Sunday, 17 January 2010

Focus on the Client

There seems to be something wrong - either with law firms or with the way that the industry is reported. I offer as evidence the main news stories (as shown on the front page of the web site) from "The Lawyer" on Sunday 17th January 2010, which I believe is fairly representative:

  1. K&L Gates smashes through $1bn turnover mark
  2. Former Mayer Brown partner gets seven years for fraud
  3. Jackson proposes sweeping reforms to cut litigation costs
  4. Simmons named Stonewall's top gay friendly law firm
  5. Withers faces Commons investigation over email to MP
  6. Eversheds covets commoditised market with South African pilot
  7. Fried Frank and Simon Thacher to advise on Virgin Media's £1.5bn bond
  8. Ashurst acts on National Express' £350m bond issue
  9. Linklaters names next Asia head as Shao departs for JP Morgan
  10. Ashurst revamps management board as Sparrow vacates seat
  11. White & Case sends London partner to head Singapore arbitration practice
  12. Latham scoops Ashurst partner for City corporate push
This from one of the two industry voices. What can we tell from the list: two stories from ten about clients (and both about money); the big news is "look how much money we made last year; two worrying stories (numbers 2 and 5) about the sort of people who may be in the industry; and the rest of the stories very inward looking. Perhaps no client has ever read "The Lawyer", but there certainly doesn't seem to be any interest in them as a group - other than from the point of view about how valuable (in cash terms) they are. Even the stories that don't seem to be about individual earnings often are. "The Lawyer" has a story about legal fees ("Legal costs emerge as defining issue of 2010’s biggest cases"). In all the discussion about high costs in cases, there is no mention of the fact that the high costs come from the high fees charged by the lawyers - i.e. personal earnings.

From reading this news, and from further digging in the web site, it would appear that the industry and the lawyers who make it up are obsessed with their own earnings, their own position within the industry and see clients as "cash cows". This cannot be good.

In case this is normal in any industry, I also examined "Third Sector" on the same day, one of the main "voices" for the charity sector. I'm not going to list the news stories out again, but lets look at the break down:
  1. Stories about fraud - or poor practice: 1
  2. Stories about training or new developments in the industry: 4
  3. News roundup: 1
  4. Appeal for funds (for the DEC): 1
  5. Industry news: 1
Note, please. No stories about people inside the industry. No stories about personal earnings. No stories about how much charities turned over (and surely that is something that one can be proud about..?)

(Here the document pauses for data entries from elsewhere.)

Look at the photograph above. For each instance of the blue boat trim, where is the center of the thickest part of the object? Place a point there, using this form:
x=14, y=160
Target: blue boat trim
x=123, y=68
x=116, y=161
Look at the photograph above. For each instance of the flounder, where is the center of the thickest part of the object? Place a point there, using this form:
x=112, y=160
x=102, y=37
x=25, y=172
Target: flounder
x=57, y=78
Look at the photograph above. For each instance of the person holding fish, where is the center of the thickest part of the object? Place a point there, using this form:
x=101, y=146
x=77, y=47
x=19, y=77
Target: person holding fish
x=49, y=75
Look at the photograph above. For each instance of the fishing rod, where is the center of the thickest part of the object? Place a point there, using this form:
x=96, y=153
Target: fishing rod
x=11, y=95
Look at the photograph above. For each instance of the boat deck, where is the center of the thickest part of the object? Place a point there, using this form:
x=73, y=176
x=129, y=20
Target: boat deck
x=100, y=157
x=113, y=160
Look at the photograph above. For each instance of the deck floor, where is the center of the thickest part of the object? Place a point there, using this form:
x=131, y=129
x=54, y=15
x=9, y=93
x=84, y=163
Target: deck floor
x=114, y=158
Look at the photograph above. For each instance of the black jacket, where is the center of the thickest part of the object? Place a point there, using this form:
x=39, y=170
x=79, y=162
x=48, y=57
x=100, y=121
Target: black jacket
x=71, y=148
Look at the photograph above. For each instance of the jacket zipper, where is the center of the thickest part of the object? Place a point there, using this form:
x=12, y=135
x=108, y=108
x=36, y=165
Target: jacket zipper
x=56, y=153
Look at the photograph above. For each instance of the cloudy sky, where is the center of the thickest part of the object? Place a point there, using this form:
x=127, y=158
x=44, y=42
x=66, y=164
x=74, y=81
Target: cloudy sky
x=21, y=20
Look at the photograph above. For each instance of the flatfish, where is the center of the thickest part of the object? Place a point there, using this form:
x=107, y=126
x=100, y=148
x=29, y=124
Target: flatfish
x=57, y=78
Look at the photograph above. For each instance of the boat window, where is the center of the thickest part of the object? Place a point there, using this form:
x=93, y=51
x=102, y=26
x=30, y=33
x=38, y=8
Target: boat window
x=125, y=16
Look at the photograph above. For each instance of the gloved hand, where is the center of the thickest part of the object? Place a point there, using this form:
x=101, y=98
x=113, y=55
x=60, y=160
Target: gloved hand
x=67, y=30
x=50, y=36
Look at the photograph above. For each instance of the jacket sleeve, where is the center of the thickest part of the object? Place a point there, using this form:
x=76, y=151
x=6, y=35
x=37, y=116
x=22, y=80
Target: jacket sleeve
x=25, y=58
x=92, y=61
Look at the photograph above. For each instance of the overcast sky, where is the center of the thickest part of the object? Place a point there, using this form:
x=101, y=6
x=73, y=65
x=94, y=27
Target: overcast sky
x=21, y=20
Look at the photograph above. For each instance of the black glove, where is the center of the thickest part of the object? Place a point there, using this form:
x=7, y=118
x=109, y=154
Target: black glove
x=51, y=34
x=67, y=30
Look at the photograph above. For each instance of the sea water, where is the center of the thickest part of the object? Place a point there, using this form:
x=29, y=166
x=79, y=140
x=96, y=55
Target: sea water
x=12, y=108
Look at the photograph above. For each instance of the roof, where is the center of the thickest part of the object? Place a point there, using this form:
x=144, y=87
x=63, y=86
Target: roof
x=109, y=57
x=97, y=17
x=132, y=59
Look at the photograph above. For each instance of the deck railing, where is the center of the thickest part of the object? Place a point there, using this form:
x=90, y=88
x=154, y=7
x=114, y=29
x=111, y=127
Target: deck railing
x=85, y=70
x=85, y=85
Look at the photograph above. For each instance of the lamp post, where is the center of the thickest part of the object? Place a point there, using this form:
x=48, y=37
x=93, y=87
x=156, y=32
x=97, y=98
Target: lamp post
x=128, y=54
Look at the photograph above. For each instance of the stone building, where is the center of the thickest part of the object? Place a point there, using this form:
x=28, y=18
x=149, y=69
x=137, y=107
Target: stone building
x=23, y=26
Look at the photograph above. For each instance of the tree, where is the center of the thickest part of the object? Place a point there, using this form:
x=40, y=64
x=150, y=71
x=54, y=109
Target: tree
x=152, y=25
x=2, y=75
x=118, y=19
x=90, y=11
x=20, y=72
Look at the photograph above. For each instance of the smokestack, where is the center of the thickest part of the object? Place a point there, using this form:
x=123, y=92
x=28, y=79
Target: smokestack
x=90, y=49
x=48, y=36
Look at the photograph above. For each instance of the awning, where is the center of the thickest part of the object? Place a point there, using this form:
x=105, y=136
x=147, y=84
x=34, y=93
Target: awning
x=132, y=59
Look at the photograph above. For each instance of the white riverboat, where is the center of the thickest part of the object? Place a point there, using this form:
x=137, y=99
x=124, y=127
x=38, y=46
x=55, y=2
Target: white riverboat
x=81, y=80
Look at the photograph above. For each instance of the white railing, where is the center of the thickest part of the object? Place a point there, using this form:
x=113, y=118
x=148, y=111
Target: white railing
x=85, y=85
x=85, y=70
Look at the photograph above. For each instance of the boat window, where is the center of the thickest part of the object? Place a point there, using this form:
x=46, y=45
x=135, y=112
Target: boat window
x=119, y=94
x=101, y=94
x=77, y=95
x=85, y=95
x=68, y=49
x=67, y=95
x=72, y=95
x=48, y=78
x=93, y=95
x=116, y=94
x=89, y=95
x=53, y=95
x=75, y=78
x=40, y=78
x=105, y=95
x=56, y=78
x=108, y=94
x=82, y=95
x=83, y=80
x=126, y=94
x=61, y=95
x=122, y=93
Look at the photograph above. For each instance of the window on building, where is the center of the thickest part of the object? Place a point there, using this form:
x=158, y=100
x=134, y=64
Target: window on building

My point is this. The law is about clients - serving them as well as possible and serving them as efficiently as possible. The client's wishes should be at the fore-front of the industry. If this was true, it would inevitably be reflected in stories about the industry. "The Lawyer" would be reporting the benefits of cases won  - the benefits to the client that is. There would be stories about pro bon work - and I know that there is a good deal of this done. There would be stories about new practices in the industry which are designed to save costs to the benefit of the client and not to protect or improve PEP.

Focus on the client and the rest of your business will fall into place. Make every decision by saying - what benefit does this have for our clients. Save money so that your firm can charge less or do more pro bono work - not so that PEP can increase.

Follow up: this piece from "Legal Week" seems in line with what I'm saying.

1 comment:

  1. I totally agree, unfortunately, though, the whole british way of things is more "money grabbing" focused, rather than client focused.